Remix.run Logo
pamelafox 7 hours ago

This is why I only add information to AGENTS.md when the agent has failed at a task. Then, once I've added the information, I revert the desired changes, re-run the task, and see if the output has improved. That way, I can have more confidence that AGENTS.md has actually improved coding agent success, at least with the given model and agent harness.

I do not do this for all repos, but I do it for the repos where I know that other developers will attempt very similar tasks, and I want them to be successful.

viraptor 6 hours ago | parent | next [-]

You can also save time/tokens if you see that every request starts looking for the same information. You can front-load it.
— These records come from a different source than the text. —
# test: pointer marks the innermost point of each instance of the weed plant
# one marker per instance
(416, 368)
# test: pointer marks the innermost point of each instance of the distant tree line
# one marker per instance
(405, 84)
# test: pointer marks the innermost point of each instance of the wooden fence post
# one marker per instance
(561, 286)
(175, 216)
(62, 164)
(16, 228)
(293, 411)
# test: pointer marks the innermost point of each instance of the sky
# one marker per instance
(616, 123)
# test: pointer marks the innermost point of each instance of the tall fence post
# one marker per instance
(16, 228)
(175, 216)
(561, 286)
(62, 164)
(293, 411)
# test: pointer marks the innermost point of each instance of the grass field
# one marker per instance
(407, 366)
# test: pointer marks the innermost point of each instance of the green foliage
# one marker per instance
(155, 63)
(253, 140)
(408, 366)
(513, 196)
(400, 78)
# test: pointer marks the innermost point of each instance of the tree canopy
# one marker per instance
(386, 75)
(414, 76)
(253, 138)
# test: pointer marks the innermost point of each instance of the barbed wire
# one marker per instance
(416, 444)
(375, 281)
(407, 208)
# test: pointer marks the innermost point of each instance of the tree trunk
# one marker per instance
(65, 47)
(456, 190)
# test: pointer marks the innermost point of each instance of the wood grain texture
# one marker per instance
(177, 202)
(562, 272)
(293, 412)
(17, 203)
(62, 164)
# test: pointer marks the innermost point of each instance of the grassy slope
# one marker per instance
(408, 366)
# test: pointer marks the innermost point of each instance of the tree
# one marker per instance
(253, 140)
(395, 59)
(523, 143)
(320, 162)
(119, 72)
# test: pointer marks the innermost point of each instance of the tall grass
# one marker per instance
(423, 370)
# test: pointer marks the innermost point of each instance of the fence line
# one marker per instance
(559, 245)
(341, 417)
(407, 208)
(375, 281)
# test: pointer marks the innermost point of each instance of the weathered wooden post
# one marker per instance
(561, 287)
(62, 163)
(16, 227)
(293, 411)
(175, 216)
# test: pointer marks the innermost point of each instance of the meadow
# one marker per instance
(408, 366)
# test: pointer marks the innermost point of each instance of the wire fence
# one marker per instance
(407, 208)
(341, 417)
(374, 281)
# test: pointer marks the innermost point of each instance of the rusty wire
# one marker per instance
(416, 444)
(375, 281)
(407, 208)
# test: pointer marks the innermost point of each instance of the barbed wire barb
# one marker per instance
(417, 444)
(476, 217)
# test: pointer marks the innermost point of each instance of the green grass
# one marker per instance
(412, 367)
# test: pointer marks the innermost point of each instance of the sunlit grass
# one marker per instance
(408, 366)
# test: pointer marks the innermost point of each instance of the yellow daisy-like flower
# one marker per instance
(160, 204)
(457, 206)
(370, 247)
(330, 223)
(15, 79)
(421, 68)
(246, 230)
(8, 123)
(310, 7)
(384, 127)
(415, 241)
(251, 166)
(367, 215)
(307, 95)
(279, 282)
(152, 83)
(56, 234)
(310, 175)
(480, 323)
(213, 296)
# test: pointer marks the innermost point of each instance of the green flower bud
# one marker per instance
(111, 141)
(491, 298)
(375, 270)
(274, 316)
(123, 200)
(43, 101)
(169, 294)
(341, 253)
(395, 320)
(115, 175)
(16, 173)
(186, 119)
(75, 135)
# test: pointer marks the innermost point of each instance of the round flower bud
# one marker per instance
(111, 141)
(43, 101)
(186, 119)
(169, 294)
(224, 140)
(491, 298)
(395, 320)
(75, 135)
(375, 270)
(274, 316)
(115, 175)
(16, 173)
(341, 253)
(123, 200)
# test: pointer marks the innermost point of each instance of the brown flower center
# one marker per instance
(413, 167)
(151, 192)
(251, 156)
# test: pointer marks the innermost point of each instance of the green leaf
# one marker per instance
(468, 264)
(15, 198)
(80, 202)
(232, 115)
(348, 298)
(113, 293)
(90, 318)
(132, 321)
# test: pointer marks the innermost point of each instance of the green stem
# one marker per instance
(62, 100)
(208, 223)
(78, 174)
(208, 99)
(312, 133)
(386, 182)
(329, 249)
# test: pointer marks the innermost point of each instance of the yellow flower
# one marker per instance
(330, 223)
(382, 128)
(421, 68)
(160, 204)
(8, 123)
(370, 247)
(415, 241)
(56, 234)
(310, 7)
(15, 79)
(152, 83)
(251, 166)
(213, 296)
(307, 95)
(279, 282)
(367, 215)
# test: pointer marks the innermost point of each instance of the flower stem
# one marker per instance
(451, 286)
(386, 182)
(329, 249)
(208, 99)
sebazzz 6 hours ago | parent | next [-]

Also take the randomness out of it. Sometimes the agent executing tests one way, sometimes the other way.

Maxion an hour ago | parent [-]

I've found https://github.com/casey/just to be very very useful. Allows to bind common commands simple smaller commands that can be easily referenced. Good for humans too.

NicoJuicy 5 hours ago | parent | prev [-]

Don't forget to update it regularly then

averrous 7 hours ago | parent | prev | next [-]

Agree. I also found out that rule discovery approach like this perform better. It is like teaching a student, they probably have already performed well on some task, if we feed in another extra rule that they already well verse at, it can hinder their creativity.

imiric 6 hours ago | parent | prev [-]

That's a sensible approach, but it still won't give you 100% confidence. These tools produce different output even when given the same context and prompt. You can't really be certain that the output difference is due to isolating any single variable.

pamelafox 6 hours ago | parent | next [-]

So true! I've also setup automated evaluations using the GitHub Copilot SDK so that I can re-run the same prompt and measure results. I only use that when I want even more confidence, and typically when I want to more precisely compare models. I do find that the results have been fairly similar across runs for the same model/prompt/settings, even though we cannot set seed for most models/agents.

ChrisGreenHeur 5 hours ago | parent | prev [-]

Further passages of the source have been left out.